Materials and methods: Frequently asked questions related to prostate cancer were collected from the American Cancer Society website, ChatGPT, and DeepSeek. Three urologists with over 10 years of clinical experience reviewed and confirmed the relevance of the selected questions. The Patient Education Materials Assessment Tool for Printable Materials (PEMAT-P) was used to assess the understandability and actionability of AI-generated content. The DISCERN instrument was used to evaluate the quality of the treatment-related information. Additionally, readability was assessed using four established indices: Automated Readability Index (ARI), Flesch Reading Ease Score, Gunning Fog Index, and Flesch-Kincaid Grade Level.
Results: No statistically significant differences were observed between ChatGPT and DeepSeek in PEMAT-P scores (70.66±8.13 vs. 69.35±8.83) or DISCERN scores (59.07±3.39 vs. 58.88±3.66) (p>0.05). However, the ARI for DeepSeek was higher than that for ChatGPT (12.63±1.42 vs. 10.85±1.93, p<0.001), indicating greater textual complexity and reading difficulty.

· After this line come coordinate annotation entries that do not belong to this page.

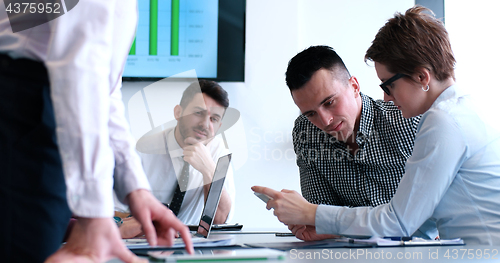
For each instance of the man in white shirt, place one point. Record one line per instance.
(199, 116)
(64, 135)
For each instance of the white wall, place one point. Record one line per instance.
(261, 141)
(474, 30)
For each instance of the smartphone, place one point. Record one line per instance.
(262, 197)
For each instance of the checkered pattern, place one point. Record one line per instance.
(182, 183)
(329, 174)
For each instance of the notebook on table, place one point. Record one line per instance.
(200, 238)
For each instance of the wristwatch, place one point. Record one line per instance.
(118, 221)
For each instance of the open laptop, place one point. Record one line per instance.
(213, 197)
(207, 216)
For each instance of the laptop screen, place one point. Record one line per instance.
(214, 194)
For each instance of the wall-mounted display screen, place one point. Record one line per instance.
(175, 37)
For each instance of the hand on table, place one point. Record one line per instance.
(148, 211)
(130, 228)
(289, 206)
(94, 240)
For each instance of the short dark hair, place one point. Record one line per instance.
(301, 67)
(208, 87)
(415, 39)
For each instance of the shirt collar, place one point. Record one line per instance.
(173, 147)
(451, 92)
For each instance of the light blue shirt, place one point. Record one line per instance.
(452, 178)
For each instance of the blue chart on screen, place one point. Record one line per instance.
(175, 36)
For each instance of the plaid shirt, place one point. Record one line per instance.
(330, 174)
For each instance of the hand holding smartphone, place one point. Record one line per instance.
(263, 197)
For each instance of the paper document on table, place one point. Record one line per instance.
(212, 241)
(415, 241)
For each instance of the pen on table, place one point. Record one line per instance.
(286, 234)
(398, 238)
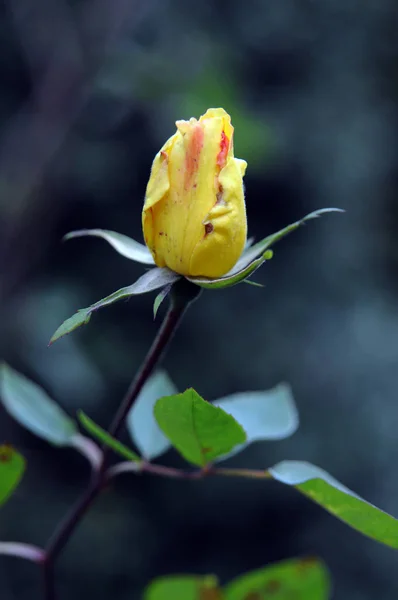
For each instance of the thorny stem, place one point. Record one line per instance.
(182, 294)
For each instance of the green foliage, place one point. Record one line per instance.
(123, 244)
(341, 502)
(104, 437)
(141, 422)
(184, 587)
(12, 467)
(152, 280)
(253, 251)
(31, 406)
(200, 431)
(301, 579)
(264, 415)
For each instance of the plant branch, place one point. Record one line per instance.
(181, 296)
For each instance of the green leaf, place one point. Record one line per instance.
(322, 488)
(198, 430)
(12, 467)
(31, 406)
(301, 579)
(183, 587)
(159, 299)
(103, 436)
(266, 415)
(250, 253)
(152, 280)
(82, 317)
(141, 422)
(121, 243)
(232, 278)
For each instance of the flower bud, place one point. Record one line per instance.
(194, 216)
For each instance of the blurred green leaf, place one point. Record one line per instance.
(341, 502)
(267, 415)
(184, 587)
(301, 579)
(141, 422)
(198, 430)
(103, 436)
(12, 467)
(151, 280)
(123, 244)
(31, 406)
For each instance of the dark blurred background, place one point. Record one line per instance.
(90, 90)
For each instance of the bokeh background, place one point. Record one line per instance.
(89, 92)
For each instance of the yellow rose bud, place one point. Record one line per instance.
(194, 216)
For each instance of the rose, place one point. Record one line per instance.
(194, 216)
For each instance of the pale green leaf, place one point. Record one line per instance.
(121, 243)
(150, 281)
(264, 415)
(33, 408)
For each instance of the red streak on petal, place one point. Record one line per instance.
(224, 147)
(194, 148)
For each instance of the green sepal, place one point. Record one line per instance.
(254, 256)
(152, 280)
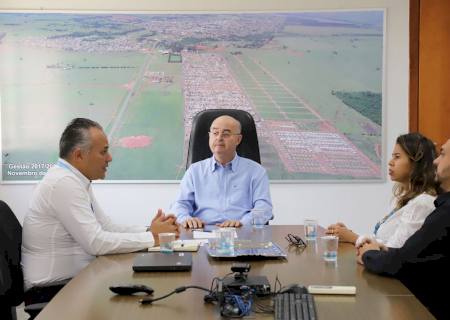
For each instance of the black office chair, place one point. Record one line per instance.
(11, 276)
(198, 142)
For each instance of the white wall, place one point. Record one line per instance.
(360, 205)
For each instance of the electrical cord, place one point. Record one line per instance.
(177, 290)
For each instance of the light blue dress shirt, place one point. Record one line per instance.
(215, 193)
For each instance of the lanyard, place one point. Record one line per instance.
(379, 223)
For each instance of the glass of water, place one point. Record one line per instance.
(166, 242)
(330, 246)
(310, 229)
(225, 241)
(258, 218)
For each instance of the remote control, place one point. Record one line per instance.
(131, 289)
(317, 289)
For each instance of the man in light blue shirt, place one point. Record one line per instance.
(224, 188)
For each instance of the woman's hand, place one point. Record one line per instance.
(342, 232)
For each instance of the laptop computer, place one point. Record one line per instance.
(156, 261)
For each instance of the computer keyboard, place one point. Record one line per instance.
(295, 306)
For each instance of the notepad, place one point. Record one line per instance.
(182, 245)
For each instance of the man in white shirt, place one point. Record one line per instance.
(65, 228)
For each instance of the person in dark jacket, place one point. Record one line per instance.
(423, 263)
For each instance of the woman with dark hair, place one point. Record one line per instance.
(411, 167)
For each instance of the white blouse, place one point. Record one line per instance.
(65, 228)
(403, 223)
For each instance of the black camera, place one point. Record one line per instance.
(240, 267)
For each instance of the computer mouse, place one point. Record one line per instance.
(294, 288)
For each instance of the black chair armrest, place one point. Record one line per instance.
(37, 297)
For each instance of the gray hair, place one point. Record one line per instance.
(76, 135)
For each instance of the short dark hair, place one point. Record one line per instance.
(76, 135)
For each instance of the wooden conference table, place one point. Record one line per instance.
(87, 296)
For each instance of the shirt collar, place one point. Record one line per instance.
(67, 166)
(233, 164)
(441, 199)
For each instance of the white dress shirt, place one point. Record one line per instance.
(65, 228)
(403, 223)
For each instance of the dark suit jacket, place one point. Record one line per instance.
(422, 264)
(11, 277)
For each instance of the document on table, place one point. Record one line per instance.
(206, 235)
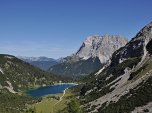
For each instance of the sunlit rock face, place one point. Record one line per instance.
(101, 47)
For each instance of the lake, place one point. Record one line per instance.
(42, 91)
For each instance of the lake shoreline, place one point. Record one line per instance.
(50, 89)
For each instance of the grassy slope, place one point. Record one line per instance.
(48, 105)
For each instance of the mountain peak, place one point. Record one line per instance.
(101, 46)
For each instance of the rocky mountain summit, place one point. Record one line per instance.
(101, 47)
(124, 86)
(91, 56)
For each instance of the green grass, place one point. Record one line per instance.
(48, 103)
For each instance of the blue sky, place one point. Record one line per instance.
(57, 28)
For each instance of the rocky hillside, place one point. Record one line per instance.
(123, 86)
(101, 47)
(16, 76)
(43, 63)
(92, 55)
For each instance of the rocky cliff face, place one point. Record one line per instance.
(92, 55)
(124, 85)
(101, 47)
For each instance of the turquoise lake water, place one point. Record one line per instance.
(42, 91)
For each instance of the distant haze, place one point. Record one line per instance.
(57, 28)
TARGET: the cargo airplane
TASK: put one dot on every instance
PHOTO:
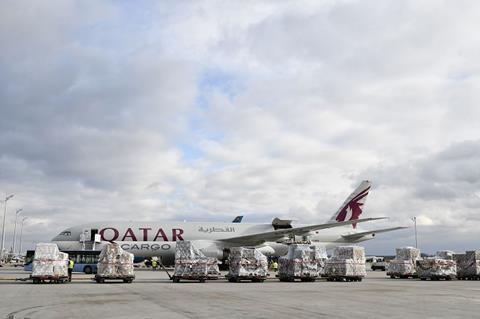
(147, 239)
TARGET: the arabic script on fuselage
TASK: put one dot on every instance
(209, 230)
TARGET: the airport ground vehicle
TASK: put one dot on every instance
(126, 279)
(377, 263)
(85, 260)
(50, 279)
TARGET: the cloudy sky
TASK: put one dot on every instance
(205, 110)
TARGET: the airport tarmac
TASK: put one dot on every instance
(152, 295)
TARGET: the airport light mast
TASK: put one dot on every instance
(15, 228)
(21, 233)
(7, 197)
(414, 219)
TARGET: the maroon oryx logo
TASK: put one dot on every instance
(353, 209)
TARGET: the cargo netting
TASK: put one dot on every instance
(347, 261)
(404, 263)
(302, 260)
(115, 262)
(190, 262)
(247, 262)
(468, 264)
(48, 261)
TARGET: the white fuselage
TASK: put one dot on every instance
(158, 239)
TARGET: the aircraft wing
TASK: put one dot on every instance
(274, 235)
(365, 233)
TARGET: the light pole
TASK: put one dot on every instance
(15, 228)
(21, 233)
(3, 225)
(414, 219)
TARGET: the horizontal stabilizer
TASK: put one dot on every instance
(371, 232)
(274, 235)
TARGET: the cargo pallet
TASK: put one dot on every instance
(101, 279)
(344, 278)
(251, 278)
(434, 278)
(50, 279)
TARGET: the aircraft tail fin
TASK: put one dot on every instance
(237, 219)
(352, 208)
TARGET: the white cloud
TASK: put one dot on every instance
(119, 111)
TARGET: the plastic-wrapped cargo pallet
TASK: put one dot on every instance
(347, 263)
(247, 264)
(445, 254)
(304, 262)
(404, 264)
(468, 265)
(192, 264)
(114, 263)
(436, 268)
(49, 262)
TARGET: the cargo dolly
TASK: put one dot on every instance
(401, 276)
(49, 278)
(252, 278)
(438, 277)
(344, 278)
(101, 278)
(301, 278)
(468, 277)
(200, 278)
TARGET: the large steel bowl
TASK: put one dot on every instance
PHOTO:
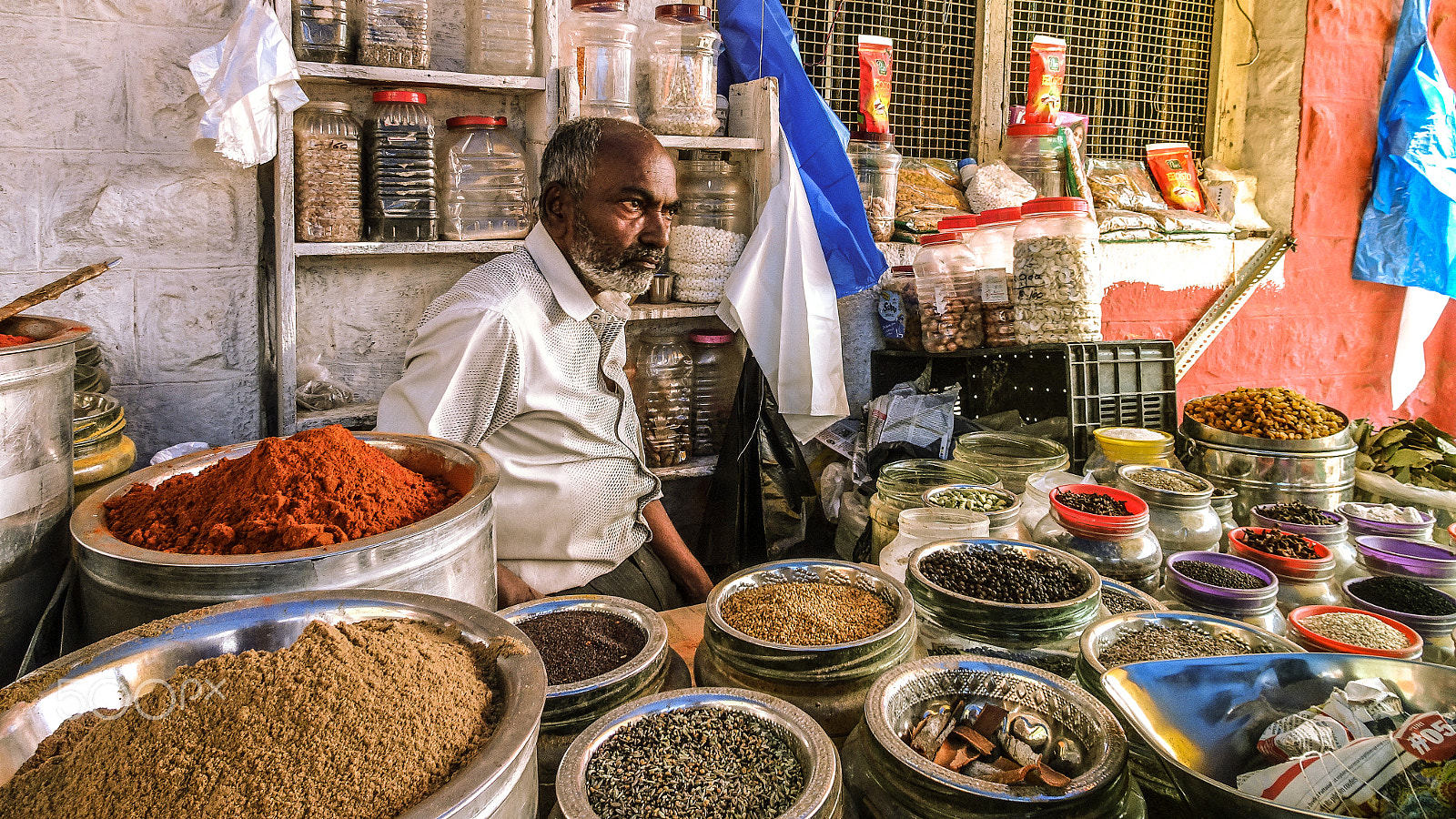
(500, 783)
(1203, 716)
(450, 554)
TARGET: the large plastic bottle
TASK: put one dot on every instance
(484, 181)
(500, 36)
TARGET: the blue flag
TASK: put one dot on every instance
(759, 43)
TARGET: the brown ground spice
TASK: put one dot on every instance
(315, 489)
(351, 722)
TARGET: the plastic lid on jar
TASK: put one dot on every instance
(412, 96)
(1055, 205)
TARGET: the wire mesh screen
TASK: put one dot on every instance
(1138, 67)
(934, 58)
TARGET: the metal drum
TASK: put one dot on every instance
(35, 474)
(499, 783)
(450, 554)
(1320, 472)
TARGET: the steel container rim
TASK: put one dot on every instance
(823, 785)
(524, 676)
(810, 663)
(92, 535)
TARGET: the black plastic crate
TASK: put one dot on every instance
(1104, 383)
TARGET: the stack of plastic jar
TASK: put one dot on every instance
(601, 43)
(484, 181)
(400, 169)
(1034, 152)
(682, 72)
(393, 34)
(662, 379)
(950, 295)
(1118, 547)
(327, 174)
(877, 167)
(1057, 273)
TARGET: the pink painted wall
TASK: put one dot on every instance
(1324, 334)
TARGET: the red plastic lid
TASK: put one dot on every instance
(415, 96)
(1055, 205)
(710, 337)
(1031, 130)
(997, 216)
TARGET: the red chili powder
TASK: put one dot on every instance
(315, 489)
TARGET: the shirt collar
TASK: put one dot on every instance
(568, 290)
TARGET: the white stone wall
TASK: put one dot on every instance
(96, 159)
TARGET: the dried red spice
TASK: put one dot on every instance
(315, 489)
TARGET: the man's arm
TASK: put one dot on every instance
(669, 547)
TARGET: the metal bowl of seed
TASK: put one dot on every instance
(628, 771)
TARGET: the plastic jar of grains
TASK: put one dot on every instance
(928, 525)
(393, 34)
(1001, 599)
(1034, 152)
(1001, 506)
(484, 181)
(1117, 446)
(950, 295)
(501, 36)
(1178, 509)
(1225, 586)
(902, 484)
(715, 380)
(1315, 523)
(992, 244)
(877, 167)
(662, 389)
(320, 31)
(711, 229)
(1431, 612)
(327, 174)
(1012, 457)
(682, 72)
(601, 43)
(399, 169)
(1302, 581)
(1057, 273)
(1117, 544)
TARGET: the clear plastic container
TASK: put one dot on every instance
(501, 36)
(399, 169)
(1057, 273)
(928, 525)
(601, 43)
(1034, 152)
(877, 167)
(662, 389)
(1117, 446)
(320, 31)
(1118, 547)
(948, 293)
(715, 380)
(484, 181)
(1256, 606)
(393, 34)
(682, 72)
(327, 174)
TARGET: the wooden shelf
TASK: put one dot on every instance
(390, 248)
(371, 75)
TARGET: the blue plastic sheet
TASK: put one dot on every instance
(1409, 230)
(759, 43)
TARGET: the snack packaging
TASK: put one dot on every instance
(1047, 69)
(874, 82)
(1177, 177)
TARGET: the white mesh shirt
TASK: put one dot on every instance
(519, 360)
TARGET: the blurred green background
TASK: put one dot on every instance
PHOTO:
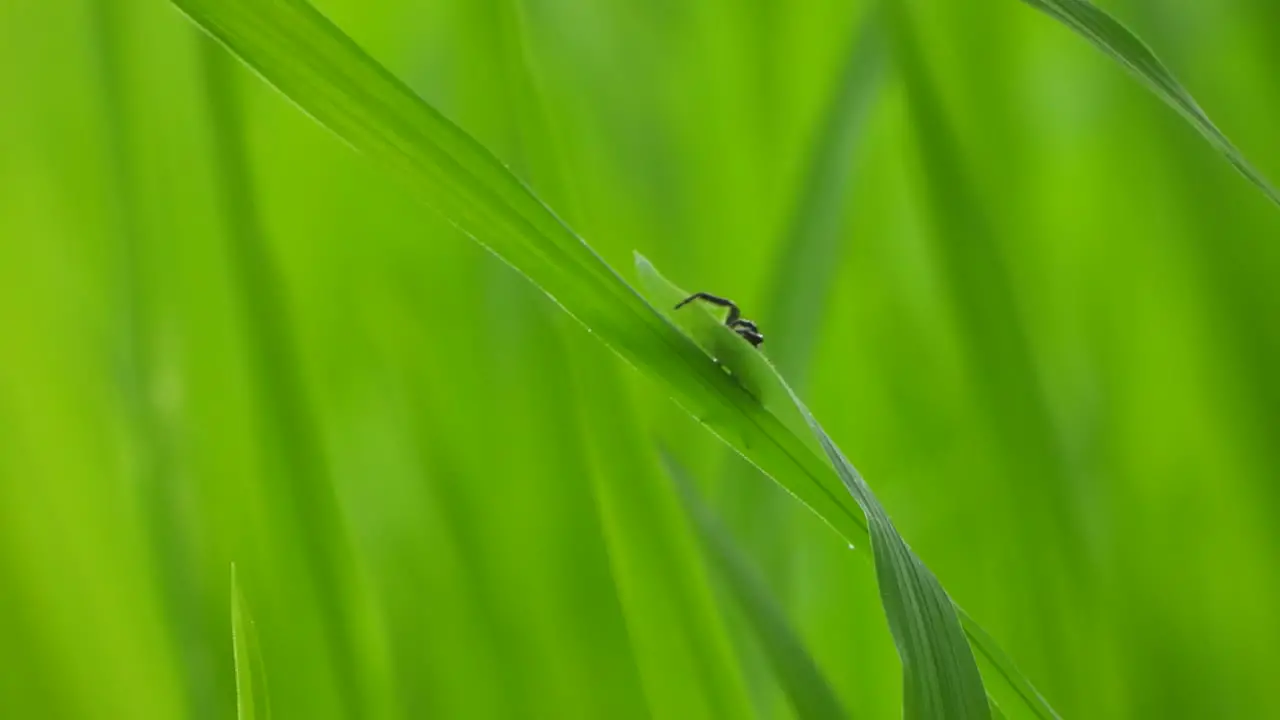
(1033, 306)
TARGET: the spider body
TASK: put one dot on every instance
(734, 320)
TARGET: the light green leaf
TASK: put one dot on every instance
(739, 397)
(940, 674)
(1109, 35)
(798, 673)
(251, 698)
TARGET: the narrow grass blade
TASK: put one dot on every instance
(1109, 35)
(810, 696)
(327, 74)
(682, 651)
(809, 258)
(940, 674)
(251, 697)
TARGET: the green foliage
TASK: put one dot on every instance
(1031, 305)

Conclusions: AI tools, such as ChatGPT and DeepSeek, hold significant potential for enhancing patient education and disseminating medical information on prostate cancer. Nevertheless, further refinement of content quality and language clarity is needed to prevent potential misunderstandings, decisional uncertainty, and anxiety among patients due to difficulty in comprehension.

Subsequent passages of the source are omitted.